Following in the Footsteps of Arctic Explorers

Five travelers on a UVA-sponsored cruise to the North Pole pose in the Arctic with a UVA flag.
(L to R) Sidman P. Poole Professor of Environmental Sciences Howard Epstein, and fellow North Pole travelers Robyn Needham, Willa Needham, Lisa Dunnington, Dr. James Dunnington.
Photo provided by UVA's Office of Engagement

Earlier this summer, Environmental Sciences professor Howard Epstein got to break ice with other Arctic researchers at perhaps the most appropriate of locations.

Invited to join a University of Virginia Office of Engagement-sponsored cruise last July, Epstein served on the expedition’s panel of experts providing lectures and talks to the cruise passengers, including a small group of UVA alumni and friend travelers and their family members, as they navigated to the North Pole.

The Sidman P. Poole Professor of Environmental Sciences, Epstein was joined on the expedition by Arctic researchers and other scientists from the University of California, Berkeley, Harvard University, the Arctic Economic Council, Nanjing Universities and other institutions. For two-and-half weeks of sea travel, their home was the world’s first luxury polar expedition vessel: a PC2-class polar cruise ship capable of sailing to the geographic North Pole, through ice floes and frozen conditions that leave the surrounding seas unnavigable for ordinary ships.

"The trip was amazing and fascinating on so many levels, including the extreme physical environment of the Arctic, the unbelievable wildlife — polar bears, seals, whales, reindeer and birds — as well as the actual ice-breaking vessel that got us there,” said Epstein, whose current research focuses on the Arctic tundra, examining the recent dynamics of arctic tundra vegetation in response to changing climate and disturbances.

Asked to recommend a book for the UVA participants on the cruise, Epstein suggested Farthest North by Fridtjof Nansen, the Norwegian explorer who set out on an expedition to reach the North Pole in 1893.  Aboard the newly constructed ship, the Fram, Nansen’s goal was to get stuck in the pack ice and then drift over the North Pole. 

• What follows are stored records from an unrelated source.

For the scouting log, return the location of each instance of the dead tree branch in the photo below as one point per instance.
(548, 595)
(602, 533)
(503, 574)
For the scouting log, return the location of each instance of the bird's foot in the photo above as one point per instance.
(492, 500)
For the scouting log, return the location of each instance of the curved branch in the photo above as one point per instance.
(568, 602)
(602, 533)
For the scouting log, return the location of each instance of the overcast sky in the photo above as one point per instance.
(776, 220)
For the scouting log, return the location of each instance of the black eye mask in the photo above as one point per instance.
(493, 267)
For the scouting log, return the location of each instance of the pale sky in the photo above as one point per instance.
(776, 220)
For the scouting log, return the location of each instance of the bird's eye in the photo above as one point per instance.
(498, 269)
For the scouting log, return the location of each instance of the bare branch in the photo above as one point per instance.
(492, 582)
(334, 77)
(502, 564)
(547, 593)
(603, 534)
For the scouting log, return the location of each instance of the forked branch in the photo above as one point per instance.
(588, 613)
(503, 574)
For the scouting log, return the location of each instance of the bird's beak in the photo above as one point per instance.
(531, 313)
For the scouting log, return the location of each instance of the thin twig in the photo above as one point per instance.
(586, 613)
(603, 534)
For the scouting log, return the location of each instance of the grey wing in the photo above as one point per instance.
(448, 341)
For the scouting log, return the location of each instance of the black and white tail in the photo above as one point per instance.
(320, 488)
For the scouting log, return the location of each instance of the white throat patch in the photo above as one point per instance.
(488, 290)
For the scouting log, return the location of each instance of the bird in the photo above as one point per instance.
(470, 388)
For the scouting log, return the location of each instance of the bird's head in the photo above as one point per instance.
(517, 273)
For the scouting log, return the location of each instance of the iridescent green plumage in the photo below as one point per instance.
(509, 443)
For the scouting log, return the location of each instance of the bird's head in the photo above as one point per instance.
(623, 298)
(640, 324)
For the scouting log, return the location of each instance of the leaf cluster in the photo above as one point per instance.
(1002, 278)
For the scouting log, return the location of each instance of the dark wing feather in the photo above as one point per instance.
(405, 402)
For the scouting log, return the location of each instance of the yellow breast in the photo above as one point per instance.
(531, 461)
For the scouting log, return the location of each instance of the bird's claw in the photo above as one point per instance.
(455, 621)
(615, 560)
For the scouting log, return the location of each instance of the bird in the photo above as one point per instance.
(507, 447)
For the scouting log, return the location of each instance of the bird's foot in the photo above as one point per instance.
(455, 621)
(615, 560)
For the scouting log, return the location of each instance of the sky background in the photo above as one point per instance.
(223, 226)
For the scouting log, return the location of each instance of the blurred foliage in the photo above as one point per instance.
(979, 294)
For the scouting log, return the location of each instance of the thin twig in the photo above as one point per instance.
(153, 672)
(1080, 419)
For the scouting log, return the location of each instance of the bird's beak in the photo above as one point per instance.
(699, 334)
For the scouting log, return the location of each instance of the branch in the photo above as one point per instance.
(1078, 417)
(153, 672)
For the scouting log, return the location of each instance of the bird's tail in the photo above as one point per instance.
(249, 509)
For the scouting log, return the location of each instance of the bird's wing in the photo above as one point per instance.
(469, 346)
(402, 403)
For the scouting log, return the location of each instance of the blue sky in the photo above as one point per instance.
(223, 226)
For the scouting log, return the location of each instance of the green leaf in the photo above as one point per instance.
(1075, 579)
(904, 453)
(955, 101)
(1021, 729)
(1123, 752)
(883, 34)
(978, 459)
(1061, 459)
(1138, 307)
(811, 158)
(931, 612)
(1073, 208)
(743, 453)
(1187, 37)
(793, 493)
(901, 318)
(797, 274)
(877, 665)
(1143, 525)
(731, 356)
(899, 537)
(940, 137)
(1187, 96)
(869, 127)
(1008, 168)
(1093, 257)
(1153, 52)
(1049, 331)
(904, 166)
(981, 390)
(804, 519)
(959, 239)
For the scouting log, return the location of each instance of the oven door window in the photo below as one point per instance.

“Well, that didn't work,” Epstein said. “Nansen attempted to ski/sledge to the North Pole from the ship, with shipmate Hjalmar Johansen. They made it to just over 86 degrees N and then decided to turn back. They never made it back to the Fram, but did make it to Franz Josef Land, where they miraculously encountered a British expedition, and then ultimately made it back to Norway.  The Fram drifted for three years until it was finally freed from the ice and sailed back to Norway in 1896. Amazing story!”